How to Avoid Relational Fireworks

Tim AllchinFor Those Seeking Hope2 Comments

As families gather together to enjoy fireworks in early July, many fear that relational fireworks might appear too. Family gatherings, congregation church meetings, city council meetings and children’s playoff sporting events all have the potential for relational fireworks.

How do you prepare yourself when you have to be there, but you fear the relational hurt that often accompanies volatile situations? How should you approach situations in life where fireworks are likely to appear?

Often times after major holidays, our counselors spend time unpacking relational firework displays that occurred when family and friends gathered. Proverbs gives us some principles to evaluate our heart in the midst of conflicts.

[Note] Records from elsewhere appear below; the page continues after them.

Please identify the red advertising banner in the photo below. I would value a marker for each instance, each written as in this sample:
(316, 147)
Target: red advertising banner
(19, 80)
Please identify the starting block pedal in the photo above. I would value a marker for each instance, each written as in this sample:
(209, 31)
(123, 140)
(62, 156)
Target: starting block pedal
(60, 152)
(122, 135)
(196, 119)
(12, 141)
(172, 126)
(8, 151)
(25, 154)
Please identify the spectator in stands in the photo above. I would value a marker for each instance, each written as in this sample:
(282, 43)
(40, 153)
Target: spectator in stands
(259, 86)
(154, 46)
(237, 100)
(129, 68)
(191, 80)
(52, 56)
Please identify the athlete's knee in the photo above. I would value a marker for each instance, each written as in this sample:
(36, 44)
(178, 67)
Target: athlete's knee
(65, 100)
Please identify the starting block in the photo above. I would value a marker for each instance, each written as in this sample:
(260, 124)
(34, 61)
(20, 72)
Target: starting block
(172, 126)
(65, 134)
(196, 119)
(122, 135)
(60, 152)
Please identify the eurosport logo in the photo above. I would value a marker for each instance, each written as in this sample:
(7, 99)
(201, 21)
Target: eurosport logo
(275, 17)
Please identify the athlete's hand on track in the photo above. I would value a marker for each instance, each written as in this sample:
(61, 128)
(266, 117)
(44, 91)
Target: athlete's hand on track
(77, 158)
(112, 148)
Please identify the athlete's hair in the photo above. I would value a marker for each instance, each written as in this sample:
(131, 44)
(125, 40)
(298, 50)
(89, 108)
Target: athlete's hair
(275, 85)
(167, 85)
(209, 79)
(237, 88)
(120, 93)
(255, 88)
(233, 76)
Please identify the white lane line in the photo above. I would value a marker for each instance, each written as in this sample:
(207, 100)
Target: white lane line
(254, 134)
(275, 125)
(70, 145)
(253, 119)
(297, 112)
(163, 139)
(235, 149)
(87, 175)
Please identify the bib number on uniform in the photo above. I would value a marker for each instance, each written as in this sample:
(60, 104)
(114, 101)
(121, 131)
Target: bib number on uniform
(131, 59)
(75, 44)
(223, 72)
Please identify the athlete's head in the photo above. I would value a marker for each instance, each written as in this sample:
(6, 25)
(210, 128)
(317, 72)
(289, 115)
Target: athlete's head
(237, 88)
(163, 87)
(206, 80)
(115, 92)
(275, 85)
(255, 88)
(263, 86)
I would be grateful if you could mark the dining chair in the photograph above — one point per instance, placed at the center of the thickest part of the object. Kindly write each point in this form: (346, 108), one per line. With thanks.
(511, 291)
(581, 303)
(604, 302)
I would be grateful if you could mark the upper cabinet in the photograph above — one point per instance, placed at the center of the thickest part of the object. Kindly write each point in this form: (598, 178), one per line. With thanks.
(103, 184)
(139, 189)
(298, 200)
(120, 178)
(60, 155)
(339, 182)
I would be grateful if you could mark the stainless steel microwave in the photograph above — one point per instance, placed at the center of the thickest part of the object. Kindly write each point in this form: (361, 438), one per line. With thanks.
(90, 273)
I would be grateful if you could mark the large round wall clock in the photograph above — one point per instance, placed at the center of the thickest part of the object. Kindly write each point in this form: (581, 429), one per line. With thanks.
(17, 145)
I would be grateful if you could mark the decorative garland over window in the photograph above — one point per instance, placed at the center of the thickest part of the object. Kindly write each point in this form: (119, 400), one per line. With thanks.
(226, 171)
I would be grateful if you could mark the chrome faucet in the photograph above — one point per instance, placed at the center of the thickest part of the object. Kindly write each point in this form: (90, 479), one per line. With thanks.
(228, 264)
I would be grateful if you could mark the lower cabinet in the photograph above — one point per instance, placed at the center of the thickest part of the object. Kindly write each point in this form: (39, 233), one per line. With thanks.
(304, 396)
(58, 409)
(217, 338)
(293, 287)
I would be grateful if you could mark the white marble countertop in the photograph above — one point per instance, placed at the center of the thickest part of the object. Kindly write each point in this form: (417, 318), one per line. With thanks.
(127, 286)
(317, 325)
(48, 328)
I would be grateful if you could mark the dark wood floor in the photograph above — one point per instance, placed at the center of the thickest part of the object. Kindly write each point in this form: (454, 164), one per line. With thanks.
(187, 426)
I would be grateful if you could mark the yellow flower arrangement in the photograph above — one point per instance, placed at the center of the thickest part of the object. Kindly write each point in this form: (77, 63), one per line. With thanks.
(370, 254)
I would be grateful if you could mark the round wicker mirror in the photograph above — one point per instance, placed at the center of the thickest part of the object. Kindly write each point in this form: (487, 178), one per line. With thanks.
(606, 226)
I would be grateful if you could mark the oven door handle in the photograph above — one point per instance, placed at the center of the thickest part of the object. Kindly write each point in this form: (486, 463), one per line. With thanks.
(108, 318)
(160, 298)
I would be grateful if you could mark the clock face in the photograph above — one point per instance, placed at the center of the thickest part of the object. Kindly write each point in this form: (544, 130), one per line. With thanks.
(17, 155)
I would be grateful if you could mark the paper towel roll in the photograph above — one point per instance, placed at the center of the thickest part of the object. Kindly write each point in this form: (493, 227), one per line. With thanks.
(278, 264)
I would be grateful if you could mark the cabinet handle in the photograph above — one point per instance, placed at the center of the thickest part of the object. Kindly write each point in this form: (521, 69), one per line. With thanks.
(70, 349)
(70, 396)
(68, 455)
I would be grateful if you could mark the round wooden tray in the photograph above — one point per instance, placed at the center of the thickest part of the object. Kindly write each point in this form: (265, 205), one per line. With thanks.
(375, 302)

How ready are you to avoid the relational fireworks that may occur? These five principles will help you be ready!

Resolve to Love Deeply – Proverbs 10:12 – Hatred stirs up strife, but love covers all offenses.

A posture of love towards difficult people is hard, but many fireworks can be defused by choosing to overlook offense. Our pride says, “We don’t deserve to be treated this way,” but we overlook the impact on the lives of others when we choose hate over love.

Our world has so much hate already, what if we choose this summer to be salt and light?

Resolve to React Appropriately – Proverbs 13:10 – By insolence comes nothing but strife, but with those who take advice is wisdom.

If you are like me, you might have had to look up the meaning of the word “insolence.” Try Arrogance, Incivility, Offensiveness, Rudeness on as similar words. Sounds more familiar to many of us now. 

I was just at a dinner party with family where an older man engaged my sons in polite conversation by taking an interest in their world and what they enjoyed. It was a delight to watch even though I knew my boys would have likely rather stared at their phone. 

Finding common ground for good is rare. Division comes naturally, but many relational fireworks are diffused when we refuse to take the bait on divisive topics.   

Resolve to Speak Truthfully – Proverbs 16:28 – A dishonest man spreads strife, and a whisperer separates close friends.

Perhaps you grew up in a family where people just don’t trust each other.  We can lie to get along, but it always creates more distrust and the atmosphere where relational fireworks thrive.  Choose to be a truth-teller, but choose to do that with an attitude of love.  Trust will never take root without truth.  Also, speaking truthfully requires you to speak; so silence is not a healthy option long-term.  Try asking, “What could I do to help us all get along better?”

Resolve to Disengage Quickly – Proverbs 17:14 – The beginning of strife is like letting out water, so quit before the quarrel breaks out.

Proverbs engages a word picture of a dam about to break or a leaky pipe about to burst to describe the ways that relational fireworks ultimately lead to a powerful explosion. We are told to quit an argument before it gets out of hand.  In your tense relational moments, it’s ok to throw in the towel on an argument you could still win. Most relational arguments don’t really have a winner. Pull out of arguments that are going nowhere, and return to constructive conversation. 

Resolve to Ignore Peaceably – Proverbs 20:3 – It is an honor for a man to keep aloof from strife, but every fool will be quarreling.

If you hang out on Twitter or Facebook too long, you realize that many seem to revel in discussing and creating controversy. They encourage outrage, then move on to the new controversy of the week. It’s as if they wake up and think, “Who should I be angry at today.” 

While exposing fraud and abuse has its place, a constant quarreler is foolish. It saps your energy and stops you from loving those around you to whom you have the greatest responsibility.  It’s ok not to have an opinion about every controversial topic.  Relational fireworks result when we care more about being right on the controversies than we care about the people affected by them.

Conclusion

As you gather for July 4th festivities, or other places where relational hurt has been experienced by you, remember the wisdom that has worked for Christians for 1000’s of years. We don’t have to let our relationships explode because of “strife”. We can choose to be a change agent for good.